Fassungslos habe ihn ein Schreiben von Innenstaatssekretär Torsten Geerdts (CDU) gemacht, mit das ihn Journalisten Ende 2020 konfrontiert hätten. Darin sei von unzureichenden Informationen des Abteilungsleiters an die Hausspitze und von dessen Angebot eines Rücktritts die Rede gewesen. Er sprach von "wahrheitswidrigen Behauptungen".

Zwar habe er Mitte Juli 2017 eine ausführliche Mail an den Minister geschrieben, sagte er. "Ich finde, das ist nichts anderes gewesen als die Bitte: Sprecht endlich mit mir." Er habe nicht gewusst, wohin der neue Minister die Polizei habe führen wollen. "Ich merkte, hier gibt es kein Vertrauen." Es habe aber keinerlei Reaktion auf seine Mail gegeben. "Null."

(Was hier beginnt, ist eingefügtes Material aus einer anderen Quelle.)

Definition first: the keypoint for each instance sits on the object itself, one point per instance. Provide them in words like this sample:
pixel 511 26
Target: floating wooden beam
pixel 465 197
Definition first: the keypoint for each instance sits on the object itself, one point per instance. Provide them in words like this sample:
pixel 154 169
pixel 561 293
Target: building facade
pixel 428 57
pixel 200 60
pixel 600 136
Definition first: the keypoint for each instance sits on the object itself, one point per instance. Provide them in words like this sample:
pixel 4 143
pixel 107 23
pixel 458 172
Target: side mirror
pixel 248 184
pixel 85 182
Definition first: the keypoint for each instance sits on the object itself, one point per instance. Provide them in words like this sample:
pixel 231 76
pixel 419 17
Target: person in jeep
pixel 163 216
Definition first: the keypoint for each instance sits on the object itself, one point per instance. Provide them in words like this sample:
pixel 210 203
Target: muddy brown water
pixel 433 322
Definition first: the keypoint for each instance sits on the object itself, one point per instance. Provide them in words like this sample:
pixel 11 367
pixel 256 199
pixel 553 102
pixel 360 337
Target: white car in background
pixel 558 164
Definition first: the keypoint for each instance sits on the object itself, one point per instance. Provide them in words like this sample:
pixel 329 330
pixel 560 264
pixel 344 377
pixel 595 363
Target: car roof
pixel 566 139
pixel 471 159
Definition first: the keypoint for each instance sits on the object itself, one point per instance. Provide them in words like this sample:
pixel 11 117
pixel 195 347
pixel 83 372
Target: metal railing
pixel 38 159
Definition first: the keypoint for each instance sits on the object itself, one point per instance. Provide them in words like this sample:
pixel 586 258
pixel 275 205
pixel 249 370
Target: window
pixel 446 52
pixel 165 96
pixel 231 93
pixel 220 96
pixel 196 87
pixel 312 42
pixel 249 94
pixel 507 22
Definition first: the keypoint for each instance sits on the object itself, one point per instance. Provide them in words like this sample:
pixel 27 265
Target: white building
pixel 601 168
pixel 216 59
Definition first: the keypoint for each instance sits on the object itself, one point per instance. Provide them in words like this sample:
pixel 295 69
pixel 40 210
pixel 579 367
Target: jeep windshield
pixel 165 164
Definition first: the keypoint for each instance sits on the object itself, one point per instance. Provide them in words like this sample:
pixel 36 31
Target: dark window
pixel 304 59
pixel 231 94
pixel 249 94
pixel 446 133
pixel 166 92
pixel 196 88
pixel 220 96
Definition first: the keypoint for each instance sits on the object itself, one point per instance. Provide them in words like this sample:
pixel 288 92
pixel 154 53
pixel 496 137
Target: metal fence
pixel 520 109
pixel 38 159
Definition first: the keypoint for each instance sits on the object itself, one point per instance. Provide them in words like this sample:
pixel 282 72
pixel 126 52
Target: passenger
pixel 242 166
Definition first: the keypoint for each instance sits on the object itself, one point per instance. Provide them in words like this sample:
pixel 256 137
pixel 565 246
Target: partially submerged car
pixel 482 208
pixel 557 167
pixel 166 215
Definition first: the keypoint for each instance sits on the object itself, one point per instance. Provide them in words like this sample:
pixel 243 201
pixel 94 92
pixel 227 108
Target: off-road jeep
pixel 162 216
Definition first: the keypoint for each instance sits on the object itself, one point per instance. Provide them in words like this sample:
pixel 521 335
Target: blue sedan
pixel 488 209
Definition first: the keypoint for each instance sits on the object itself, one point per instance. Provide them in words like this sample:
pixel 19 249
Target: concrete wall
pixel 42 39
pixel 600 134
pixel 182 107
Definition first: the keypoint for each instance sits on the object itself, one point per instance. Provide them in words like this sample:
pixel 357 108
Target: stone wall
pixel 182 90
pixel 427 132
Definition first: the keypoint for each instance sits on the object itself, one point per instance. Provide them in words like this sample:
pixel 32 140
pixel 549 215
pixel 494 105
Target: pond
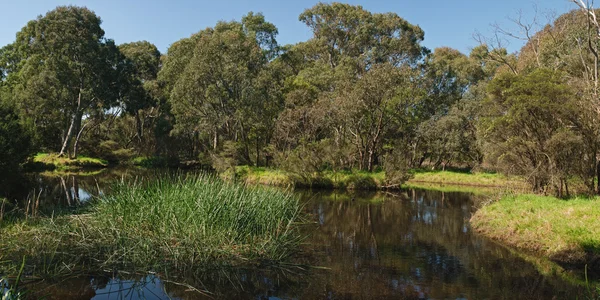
pixel 413 244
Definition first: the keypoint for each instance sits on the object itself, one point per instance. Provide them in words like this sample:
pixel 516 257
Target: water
pixel 413 244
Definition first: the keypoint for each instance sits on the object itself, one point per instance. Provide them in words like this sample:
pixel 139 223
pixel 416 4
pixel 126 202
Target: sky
pixel 449 23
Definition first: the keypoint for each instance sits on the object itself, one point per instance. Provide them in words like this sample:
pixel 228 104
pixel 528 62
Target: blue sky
pixel 162 22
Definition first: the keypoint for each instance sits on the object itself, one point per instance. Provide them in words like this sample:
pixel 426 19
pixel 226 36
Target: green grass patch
pixel 63 163
pixel 192 223
pixel 468 179
pixel 352 180
pixel 447 181
pixel 154 162
pixel 564 230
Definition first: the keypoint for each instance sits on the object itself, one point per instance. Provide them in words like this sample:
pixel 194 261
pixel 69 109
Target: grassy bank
pixel 326 180
pixel 191 223
pixel 51 161
pixel 449 180
pixel 494 180
pixel 564 230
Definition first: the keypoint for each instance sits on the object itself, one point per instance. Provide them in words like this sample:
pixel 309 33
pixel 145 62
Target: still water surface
pixel 414 244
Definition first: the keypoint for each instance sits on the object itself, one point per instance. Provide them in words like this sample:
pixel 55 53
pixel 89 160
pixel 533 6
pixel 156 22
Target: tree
pixel 324 103
pixel 15 141
pixel 529 128
pixel 63 69
pixel 223 89
pixel 141 67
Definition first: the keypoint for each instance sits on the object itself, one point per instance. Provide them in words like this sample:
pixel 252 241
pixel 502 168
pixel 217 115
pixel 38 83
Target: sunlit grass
pixel 567 230
pixel 65 163
pixel 196 222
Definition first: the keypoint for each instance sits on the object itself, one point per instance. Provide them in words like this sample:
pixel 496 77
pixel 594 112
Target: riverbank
pixel 359 180
pixel 190 223
pixel 566 231
pixel 52 161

Dennoch habe er dem Minister bei einem Treffen von Führungskräften in Leck geholfen, als dieser nach verständlichen Fragen der Beamten zur Neuausrichtung der Polizei die Veranstaltung habe verlassen wollen. Gemeinsam mit dem damaligen Polizeidirektor habe er dem Politiker einige Dinge aufgeschrieben, obwohl er dessen Ideen von der Neuausrichtung der Polizei nicht einmal gekannt habe. "Er hat dann einen Zettel von uns bekommen."

Mit drastischen Worten ging der Ex-Abteilungsleiter auf den Bericht des von Große beauftragten Sonderermittlers Klaus Buß zu den Vorgängen rund um Ermittlungen der Polizei nach einem Messerangriff in einem Schnellrestaurant in Neumünster 2010 ein. Auslöser der Affäre war der polizeiinterne Umgang mit dem entlastenden Hinweis eines V-Mann-Führers zu einem seinerzeit in Untersuchungshaft sitzenden Tatverdächtigen. Buß bewerte die Vorgänge als Führungsversagen bei der Polizei.

Der Ex-Abteilungsleiter nannte dessen Untersuchung inhaltlich und methodisch ungenügend. "Der Bericht ist für den Verfasser eine Blamage und für den Auftraggeber eine Schande." Die Ermittlungen seien eine dienstrechtliche Untersuchung gewesen. Ihm selbst sei dabei rechtliches Gehör verweigert worden.

Der Ex-Abteilungsleiter wehrte sich zudem gegen den medial erhobenen Vorwurf, er habe den ebenfalls abgelösten Polizeidirektor ins Amt gehoben. Er habe mit diesem und auch mit dem damaligen Leiter des Landeskriminalamts bis Ende 2017 keine privaten Kontakte unterhalten. "Sowas hat es nicht gegeben." Er und die beiden anderen hätten offensichtlich nicht zur Neuausrichtung der Polizei gepasst.

Ex-Innenminister Grote hatte im Ausschuss ausgesagt, bei der Polizeiführung habe er als Innenminister 2017 den Eindruck gewonnen, "dort ist man der Meinung, alles richtig gemacht zu haben". Er habe sich die Frage gestellt, ob das "die richtigen Kollegen" seien.